Consider the aggregate level. Figure 1 plots two lines. The first, in blue and corresponding to the left vertical scale, is US total factor productivity growth (the part of output growth left after accounting for inputs of labour, capital and other factors). It declines gently over time. This is our measure of the output of economy-wide research.
The second line, in green and corresponding to the right scale, is the effective number of researchers in the economy. This is our measure of the input of economy-wide research. It increases more than 20-fold. So, more than 20 times as many researchers are needed today to generate about the same amount of productivity growth as 80 years ago.
Figure 1 US total factor productivity growth and number of researchers, 1930s-2000s

Note: The idea output measure is TFP growth, by decade (and for 2000-2014 for the latest observation). For the years since 1950, this measure is the BLS Private Business Sector multifactor productivity growth series, adding back in the contributions from R&D and IPP. For the 1930s and 1940s, we use the measure from Robert Gordon (2016). The idea input measure is gross domestic investment in intellectual property products from the National Income and Product Accounts, deflated by a measure of the nominal wage for high-skilled workers.
If research productivity is declining at the aggregate level, it does not imply that the same must be true for individual products or industries. For this reason, we also examine as many case studies as we could find for which we could carefully measure the inputs and outputs of a given type of research. We find that research productivity has declined in every case.
Moore’s Law is a good example. Our measure of research output here is the famous doubling every two years of the density of computer chips. But the input required to do this – the number of researchers required – is today more than 18 times larger than the number required in the early 1970s. Moore’s Law is not a law of nature, but rather is viewed by the tech industry as a goal to be achieved. Achieving this goal has required massive increases in research investment to maintain the constant doubling time for chip density.
Our research shows that this pattern holds across a range of case studies. Whether we look at crop yields for corn and soybeans, or medical innovations that reduce mortality from heart disease and breast cancer, we find a similar trend. There have been technological improvements, but these require the devotion of ever-growing amounts of resources to the research process to maintain steady rates of improvement. We even find a similar pattern using data at the firm level.
To our mind, this is convincing evidence that ideas are becoming more expensive to find. Unless we keep raising research inputs, economic growth will continue to slow in advanced nations such as the US.

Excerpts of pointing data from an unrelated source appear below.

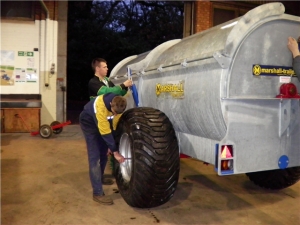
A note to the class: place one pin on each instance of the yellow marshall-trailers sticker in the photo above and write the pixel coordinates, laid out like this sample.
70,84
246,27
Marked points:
266,70
174,89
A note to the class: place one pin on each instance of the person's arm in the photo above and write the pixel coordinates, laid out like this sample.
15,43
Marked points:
296,66
293,47
118,90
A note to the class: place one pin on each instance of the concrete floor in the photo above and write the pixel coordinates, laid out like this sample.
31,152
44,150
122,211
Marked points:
45,181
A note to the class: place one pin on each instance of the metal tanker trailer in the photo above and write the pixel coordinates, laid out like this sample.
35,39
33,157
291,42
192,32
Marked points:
227,96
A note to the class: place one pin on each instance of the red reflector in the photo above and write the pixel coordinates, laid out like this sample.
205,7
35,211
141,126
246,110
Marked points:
288,90
226,151
184,156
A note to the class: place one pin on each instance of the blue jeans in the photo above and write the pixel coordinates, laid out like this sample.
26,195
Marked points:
96,149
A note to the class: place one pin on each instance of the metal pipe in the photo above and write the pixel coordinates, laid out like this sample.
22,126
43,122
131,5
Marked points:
46,77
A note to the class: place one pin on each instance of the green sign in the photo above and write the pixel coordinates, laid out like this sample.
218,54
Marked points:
22,53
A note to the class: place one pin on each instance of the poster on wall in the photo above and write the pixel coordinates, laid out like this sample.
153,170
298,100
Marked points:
7,67
31,75
20,75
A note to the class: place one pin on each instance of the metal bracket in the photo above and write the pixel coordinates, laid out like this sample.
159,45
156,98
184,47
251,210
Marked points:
223,60
184,63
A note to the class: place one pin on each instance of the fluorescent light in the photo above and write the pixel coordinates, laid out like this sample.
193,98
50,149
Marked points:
229,25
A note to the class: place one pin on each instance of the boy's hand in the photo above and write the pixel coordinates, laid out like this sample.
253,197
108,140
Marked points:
119,157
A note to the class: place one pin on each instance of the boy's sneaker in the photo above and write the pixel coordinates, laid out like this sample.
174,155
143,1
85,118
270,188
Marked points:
102,199
107,181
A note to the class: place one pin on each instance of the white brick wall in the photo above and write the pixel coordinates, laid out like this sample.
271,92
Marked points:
25,36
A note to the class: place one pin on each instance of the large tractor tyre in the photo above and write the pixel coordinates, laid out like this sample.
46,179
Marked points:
149,175
276,179
45,131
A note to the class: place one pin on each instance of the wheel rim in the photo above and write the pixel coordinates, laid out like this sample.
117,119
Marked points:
45,131
125,150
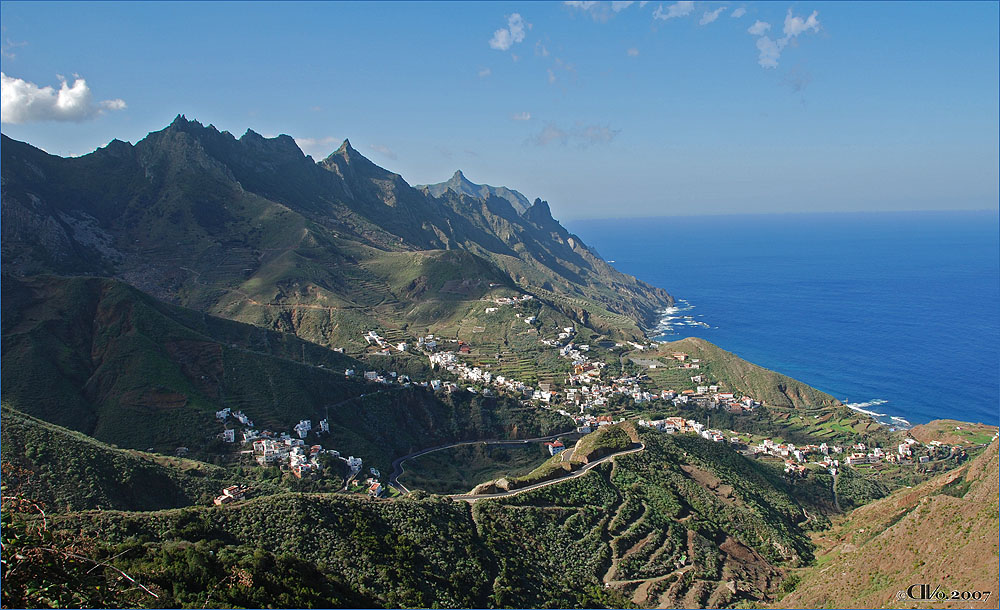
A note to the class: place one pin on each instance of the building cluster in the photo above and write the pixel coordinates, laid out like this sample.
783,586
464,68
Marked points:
524,298
450,362
231,494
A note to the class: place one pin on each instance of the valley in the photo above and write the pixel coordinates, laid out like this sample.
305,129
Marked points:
239,377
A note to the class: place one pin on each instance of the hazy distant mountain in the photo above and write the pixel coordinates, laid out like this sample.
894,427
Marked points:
463,186
252,229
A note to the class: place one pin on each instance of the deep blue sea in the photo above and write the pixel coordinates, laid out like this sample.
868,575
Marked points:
896,307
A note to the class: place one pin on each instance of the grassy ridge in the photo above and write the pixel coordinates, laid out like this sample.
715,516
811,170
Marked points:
669,525
100,357
67,470
739,375
943,531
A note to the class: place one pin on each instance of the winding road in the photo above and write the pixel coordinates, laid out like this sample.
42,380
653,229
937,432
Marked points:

Diminishing returns to research

It is harder to understand why ideas are getting harder to find. At one level, our work suggests that research is like any other input – there are likely to be diminishing returns. These days, pushing the frontier of knowledge out requires mastering an ever-larger body of knowledge, meaning that students have to stay longer in university, and researchers increasingly work in larger teams whose members are more specialised. This all pushes up costs.
Returning to the oil metaphor, we are digging deeper into a trickier part of the rock. Of course, we could be wrong and humanity may have just have been chipping away at a particularly hard point that will soon give way, creating decades of cheap ideas. This is the hope of those who emphasise the revolutionary power of artificial intelligence and the ‘singularity’ – an accumulation of technology that triggers runaway growth at some point in the future. Although we all enjoy science fiction, history books are usually a safer guide to the future. In this case, history suggests that large increases in research effort are needed to offset its declining productivity.